Posted by Laurie Frost on August 23, 2010

The Berlin Wall keeps coming up among the search terms that bring people to this blog. I posted images of the wall back in November 2009, but I thought I’d have another look around. Pre-unification (11/9/89) images are surprisingly hard to find, but I found a few more that don’t repeat what is in the November post.

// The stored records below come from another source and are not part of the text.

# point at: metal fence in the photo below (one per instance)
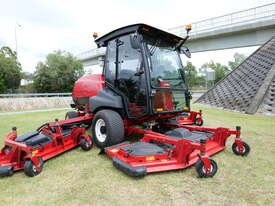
(36, 95)
(68, 94)
(253, 15)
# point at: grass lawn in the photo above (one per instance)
(86, 178)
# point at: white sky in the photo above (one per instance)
(48, 25)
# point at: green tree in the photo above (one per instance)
(190, 74)
(10, 70)
(238, 59)
(220, 70)
(58, 73)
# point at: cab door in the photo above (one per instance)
(129, 76)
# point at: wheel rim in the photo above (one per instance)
(242, 150)
(34, 169)
(204, 170)
(100, 130)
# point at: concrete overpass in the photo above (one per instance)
(251, 27)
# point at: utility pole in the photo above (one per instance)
(15, 36)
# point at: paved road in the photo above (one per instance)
(30, 111)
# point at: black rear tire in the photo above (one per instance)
(245, 151)
(29, 167)
(107, 128)
(71, 114)
(201, 170)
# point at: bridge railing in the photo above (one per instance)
(35, 95)
(253, 15)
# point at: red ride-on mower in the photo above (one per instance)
(191, 118)
(29, 151)
(143, 83)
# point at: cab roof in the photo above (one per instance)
(143, 28)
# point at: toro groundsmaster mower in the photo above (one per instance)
(143, 90)
(30, 150)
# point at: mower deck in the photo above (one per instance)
(30, 150)
(178, 148)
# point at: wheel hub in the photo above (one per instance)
(100, 130)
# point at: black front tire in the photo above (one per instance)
(107, 128)
(85, 145)
(201, 169)
(70, 115)
(245, 151)
(30, 170)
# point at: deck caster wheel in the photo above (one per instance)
(30, 169)
(198, 122)
(243, 152)
(201, 169)
(85, 145)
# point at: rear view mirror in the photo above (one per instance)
(186, 51)
(134, 41)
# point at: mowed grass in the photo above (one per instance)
(86, 178)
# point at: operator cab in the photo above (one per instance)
(143, 66)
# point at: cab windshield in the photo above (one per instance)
(165, 64)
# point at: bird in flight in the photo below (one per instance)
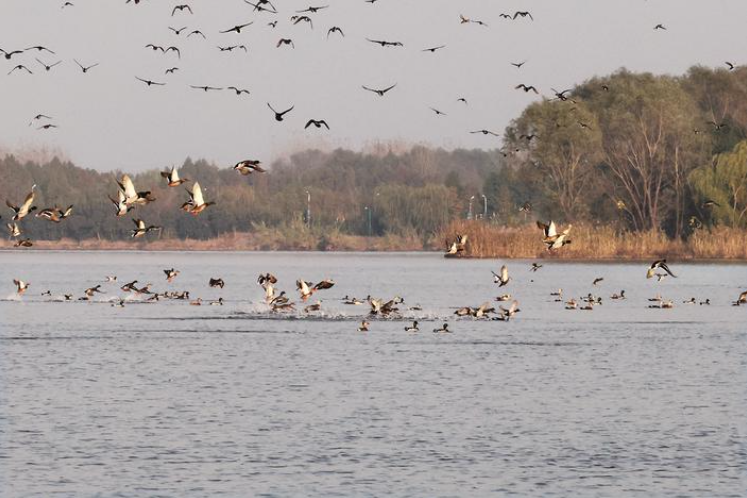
(232, 48)
(172, 176)
(238, 27)
(205, 88)
(312, 10)
(20, 67)
(298, 19)
(485, 132)
(260, 6)
(317, 123)
(385, 43)
(149, 82)
(381, 92)
(38, 117)
(562, 95)
(181, 8)
(10, 54)
(526, 88)
(249, 166)
(39, 48)
(48, 66)
(141, 230)
(174, 49)
(83, 68)
(523, 14)
(279, 115)
(238, 91)
(659, 263)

This first image from the Library of Congress  is chilling. The photographer, Toni Frisell, was a high society fashion photographer when World War II broke out. She volunteered her services to the Red Cross, the Air Force, and the Women’s Army Corp, staying on after the war’s end to document its aftermath. When you just glance at the picture, what you see is a smiling, seeming relaxed young man. But look up and to the right and you see he has a gun pointed at his head.

 [Berlin Wall]

Summary from LoC: West Berliner in uniform in front of Berlin Wall; soldier pointing gun over wall.  Toni Frissell Collection [LC-USZC4-4334]

[Berlin, October 1961]

Man carrying cross on street, Berlin, West Germany.  Toni Frissell Collection [LC-USZC4-4333]

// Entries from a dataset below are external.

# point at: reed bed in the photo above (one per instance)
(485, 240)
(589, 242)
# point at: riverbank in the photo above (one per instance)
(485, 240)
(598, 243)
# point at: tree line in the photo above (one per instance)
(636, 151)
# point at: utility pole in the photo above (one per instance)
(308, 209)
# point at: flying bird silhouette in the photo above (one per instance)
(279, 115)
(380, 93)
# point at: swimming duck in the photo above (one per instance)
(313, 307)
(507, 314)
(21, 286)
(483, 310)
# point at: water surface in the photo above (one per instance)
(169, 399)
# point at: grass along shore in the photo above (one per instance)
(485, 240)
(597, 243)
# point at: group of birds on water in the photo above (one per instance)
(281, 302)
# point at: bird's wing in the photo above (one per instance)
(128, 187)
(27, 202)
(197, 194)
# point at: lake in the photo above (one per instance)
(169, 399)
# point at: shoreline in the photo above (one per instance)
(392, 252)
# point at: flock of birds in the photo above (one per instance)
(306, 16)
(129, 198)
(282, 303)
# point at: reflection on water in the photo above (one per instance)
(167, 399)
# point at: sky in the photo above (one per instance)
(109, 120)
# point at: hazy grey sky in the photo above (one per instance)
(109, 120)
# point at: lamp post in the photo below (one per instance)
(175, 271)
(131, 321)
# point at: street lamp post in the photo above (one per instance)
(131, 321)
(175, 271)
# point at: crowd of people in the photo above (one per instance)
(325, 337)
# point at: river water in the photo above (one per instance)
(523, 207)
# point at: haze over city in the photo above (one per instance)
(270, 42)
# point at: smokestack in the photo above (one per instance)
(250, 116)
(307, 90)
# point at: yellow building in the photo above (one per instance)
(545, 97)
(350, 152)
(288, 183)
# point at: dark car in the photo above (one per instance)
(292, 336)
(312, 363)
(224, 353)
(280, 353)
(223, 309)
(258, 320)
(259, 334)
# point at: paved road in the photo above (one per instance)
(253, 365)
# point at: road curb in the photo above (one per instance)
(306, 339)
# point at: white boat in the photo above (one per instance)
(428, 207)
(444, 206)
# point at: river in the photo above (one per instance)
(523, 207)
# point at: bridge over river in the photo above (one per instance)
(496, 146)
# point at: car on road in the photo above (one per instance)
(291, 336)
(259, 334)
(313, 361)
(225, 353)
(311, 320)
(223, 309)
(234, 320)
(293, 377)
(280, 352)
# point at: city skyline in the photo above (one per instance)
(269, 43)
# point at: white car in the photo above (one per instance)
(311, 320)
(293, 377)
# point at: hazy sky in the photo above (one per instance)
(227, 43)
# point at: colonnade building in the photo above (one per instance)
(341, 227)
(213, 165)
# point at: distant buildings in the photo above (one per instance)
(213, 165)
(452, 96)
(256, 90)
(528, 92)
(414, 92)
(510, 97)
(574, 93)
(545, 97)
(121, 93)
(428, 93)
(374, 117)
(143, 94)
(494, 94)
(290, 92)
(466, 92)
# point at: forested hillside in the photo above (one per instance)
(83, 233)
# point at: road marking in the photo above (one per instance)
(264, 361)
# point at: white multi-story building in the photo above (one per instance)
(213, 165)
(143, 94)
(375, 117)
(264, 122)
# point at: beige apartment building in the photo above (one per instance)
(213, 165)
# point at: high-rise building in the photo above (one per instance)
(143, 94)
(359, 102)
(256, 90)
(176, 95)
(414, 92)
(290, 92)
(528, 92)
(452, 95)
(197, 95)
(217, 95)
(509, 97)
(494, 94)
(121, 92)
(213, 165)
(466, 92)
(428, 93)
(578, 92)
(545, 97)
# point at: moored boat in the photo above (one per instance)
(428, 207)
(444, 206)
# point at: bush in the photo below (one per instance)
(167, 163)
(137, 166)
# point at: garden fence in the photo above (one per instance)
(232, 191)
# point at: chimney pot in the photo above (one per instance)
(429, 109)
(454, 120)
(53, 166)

These are not tagged “Berlin Wall” but are related to the Berlin airlift, and so may be of interest. The first from the National Museum of the US Air Force is rather unusual:

DAYTON, Ohio -- Berlin Airlift dog parachute on display at the National Museum of the United States Air Force. (U.S. Air Force photo)

Berlin Airlift SCR-658 Radio Receiver on display at the National Museum of the United States Air Force. (U.S. Air Force photo

I found this on this on the CIA’s website in a document titled “Turning a Cold War Scheme into Reality: Engineering the Berlin Tunnel”, a formerly classified account of the construction of a secret tunnel “in a rural area of the American Sector southwest of Berlin known as Altglienecke” to tap into Soviet communications lines. It operated until 1956 when East German telephone repairmen accidentally came across it. Or so it was believed at the time.

 

The next images are from the National Archives‘ German Reunification Day Exhibit :

President Nixon views the Berlin Wall from a platform

Photograph of President Reagan giving a speech at the Berlin Wall, Brandenburg Gate, Federal Republic of Germany, 06/12/1987 - 06/12/1987

Photograph of President Reagan giving a speech at the Berlin Wall, Brandenburg Gate, Federal Republic of Germany, 06/12/1987 – 06/12/1987. ARC Identifier 198585

And here’s a post-unification one from the US Army:

Fireworks illuminate Berlin’s Brandenburg Gate as thousands celebrate the 20th anniversary of the fall of the Berlin Wall, Nov. 9, 2009. 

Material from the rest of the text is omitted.